Este gobierno progresista de izquierda ha hecho lo que le ha venido en gana. No sólo nos ha acostumbrado a dar por sentado que las aberraciones, los trastornos, los vicios y la inmoralidad son comportamientos permitidos bajo su fracasada gestión, sino que ha tenido la desfachatez de doblegar el poder legítimo de las instituciones para seguir el derrotero impuesto por Maduro y sus aliados de Cuba.
Desde el mismo 7 de agosto de 2022, tras decapitar por decreto a la cúpula de generales y altos oficiales, debimos entender que la idea central de reivindicar a la guerrilla y vengar su memoria no tendría freno.

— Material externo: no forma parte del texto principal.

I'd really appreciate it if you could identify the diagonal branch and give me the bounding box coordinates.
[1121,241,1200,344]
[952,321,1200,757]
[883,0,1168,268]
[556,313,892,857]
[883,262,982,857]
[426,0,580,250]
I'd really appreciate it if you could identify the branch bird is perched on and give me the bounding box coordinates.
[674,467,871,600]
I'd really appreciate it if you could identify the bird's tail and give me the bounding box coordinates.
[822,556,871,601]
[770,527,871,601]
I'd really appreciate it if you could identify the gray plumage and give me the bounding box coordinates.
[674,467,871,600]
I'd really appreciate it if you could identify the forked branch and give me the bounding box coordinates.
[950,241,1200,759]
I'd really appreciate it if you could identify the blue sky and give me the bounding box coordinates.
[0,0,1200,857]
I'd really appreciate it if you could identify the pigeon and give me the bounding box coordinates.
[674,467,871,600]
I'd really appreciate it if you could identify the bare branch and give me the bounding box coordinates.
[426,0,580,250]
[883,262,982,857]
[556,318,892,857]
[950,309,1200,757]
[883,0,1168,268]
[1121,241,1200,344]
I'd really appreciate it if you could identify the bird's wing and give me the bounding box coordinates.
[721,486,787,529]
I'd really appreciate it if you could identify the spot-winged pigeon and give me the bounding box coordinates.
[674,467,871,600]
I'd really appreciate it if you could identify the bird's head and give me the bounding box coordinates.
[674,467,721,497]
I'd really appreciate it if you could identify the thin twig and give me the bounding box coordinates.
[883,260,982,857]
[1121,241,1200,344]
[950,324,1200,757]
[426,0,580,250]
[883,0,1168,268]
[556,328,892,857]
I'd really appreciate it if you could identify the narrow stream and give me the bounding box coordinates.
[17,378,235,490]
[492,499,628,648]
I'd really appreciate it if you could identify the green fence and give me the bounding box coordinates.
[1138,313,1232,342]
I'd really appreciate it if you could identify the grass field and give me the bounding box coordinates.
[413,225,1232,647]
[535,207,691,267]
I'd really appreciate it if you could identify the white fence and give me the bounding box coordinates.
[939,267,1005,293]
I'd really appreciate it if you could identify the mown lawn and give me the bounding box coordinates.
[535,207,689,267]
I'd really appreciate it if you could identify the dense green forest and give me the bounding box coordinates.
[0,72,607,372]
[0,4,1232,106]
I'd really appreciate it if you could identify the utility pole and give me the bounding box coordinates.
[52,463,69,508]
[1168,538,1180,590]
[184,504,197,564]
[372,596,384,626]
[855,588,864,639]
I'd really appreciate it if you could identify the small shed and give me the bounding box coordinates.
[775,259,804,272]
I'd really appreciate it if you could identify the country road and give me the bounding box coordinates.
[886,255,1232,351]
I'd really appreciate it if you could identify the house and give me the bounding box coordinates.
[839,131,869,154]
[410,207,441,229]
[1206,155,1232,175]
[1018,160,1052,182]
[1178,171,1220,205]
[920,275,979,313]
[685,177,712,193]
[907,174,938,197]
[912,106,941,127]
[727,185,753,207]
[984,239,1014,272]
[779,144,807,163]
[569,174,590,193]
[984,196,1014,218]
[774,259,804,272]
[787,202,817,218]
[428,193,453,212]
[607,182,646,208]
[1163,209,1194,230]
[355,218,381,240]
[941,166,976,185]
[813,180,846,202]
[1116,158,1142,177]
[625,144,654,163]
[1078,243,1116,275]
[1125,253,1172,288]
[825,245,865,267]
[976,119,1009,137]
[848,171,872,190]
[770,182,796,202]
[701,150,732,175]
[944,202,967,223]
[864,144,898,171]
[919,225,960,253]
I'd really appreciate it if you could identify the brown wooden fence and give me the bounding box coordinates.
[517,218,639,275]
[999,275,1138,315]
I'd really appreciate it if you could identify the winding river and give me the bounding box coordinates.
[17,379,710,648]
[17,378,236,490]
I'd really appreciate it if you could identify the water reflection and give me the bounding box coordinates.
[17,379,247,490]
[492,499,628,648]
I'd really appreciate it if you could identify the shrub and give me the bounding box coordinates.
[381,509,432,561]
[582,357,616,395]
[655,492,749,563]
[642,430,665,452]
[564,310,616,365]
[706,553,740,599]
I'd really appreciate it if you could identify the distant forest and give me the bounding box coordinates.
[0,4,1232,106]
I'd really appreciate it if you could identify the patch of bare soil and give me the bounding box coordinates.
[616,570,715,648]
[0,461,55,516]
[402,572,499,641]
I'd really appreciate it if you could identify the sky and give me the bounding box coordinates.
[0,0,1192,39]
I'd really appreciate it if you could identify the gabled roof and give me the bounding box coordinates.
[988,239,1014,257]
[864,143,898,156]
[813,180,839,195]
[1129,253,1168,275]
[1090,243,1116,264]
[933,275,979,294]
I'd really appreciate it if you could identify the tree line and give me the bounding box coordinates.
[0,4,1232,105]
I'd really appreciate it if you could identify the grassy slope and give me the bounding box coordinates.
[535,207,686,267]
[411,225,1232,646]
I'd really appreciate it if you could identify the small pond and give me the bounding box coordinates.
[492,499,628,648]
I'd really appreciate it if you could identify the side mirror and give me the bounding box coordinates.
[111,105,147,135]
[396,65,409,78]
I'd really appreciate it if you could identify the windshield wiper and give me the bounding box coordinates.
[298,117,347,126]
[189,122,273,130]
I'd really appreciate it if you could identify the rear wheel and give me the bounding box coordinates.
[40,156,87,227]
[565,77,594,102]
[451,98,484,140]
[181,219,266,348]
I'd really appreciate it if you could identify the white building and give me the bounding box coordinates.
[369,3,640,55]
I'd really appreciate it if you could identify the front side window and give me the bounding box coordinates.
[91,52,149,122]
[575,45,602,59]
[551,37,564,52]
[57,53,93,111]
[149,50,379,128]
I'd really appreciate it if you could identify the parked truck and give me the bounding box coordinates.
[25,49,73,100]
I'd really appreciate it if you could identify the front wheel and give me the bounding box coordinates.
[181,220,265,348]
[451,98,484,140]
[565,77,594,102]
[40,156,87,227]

Hoy, luego del amañado juicio y posterior fallo contra del expresidente Álvaro Uribe Vélez, nos asomamos al precipicio sin fondo de la politización de la justicia.
Era inimaginable, y sin embargo se volvió realidad: un juicio gaseoso, carente de ponderación, vengativo y mezquino; un proceso sometido a la presión de ideologías, simpatías políticas y odios acumulados. Un juicio que más que decisión judicial, parecía capítulo inaugural del actual plan de gobierno.
Sabían que, atacando a Uribe -el gran colombiano, como lo llaman millones-, herían profundamente lo que él representa: el carácter y el equilibrio de una Nación. También sabían que para consumar su propósito debían fracturar el derecho probatorio con juicios cargados de subjetividad, porque no tenían, nunca han tenido, cómo esclarecer, ni cómo probar, ni cómo descubrir, y mucho menos cómo juzgar en verdad y derecho.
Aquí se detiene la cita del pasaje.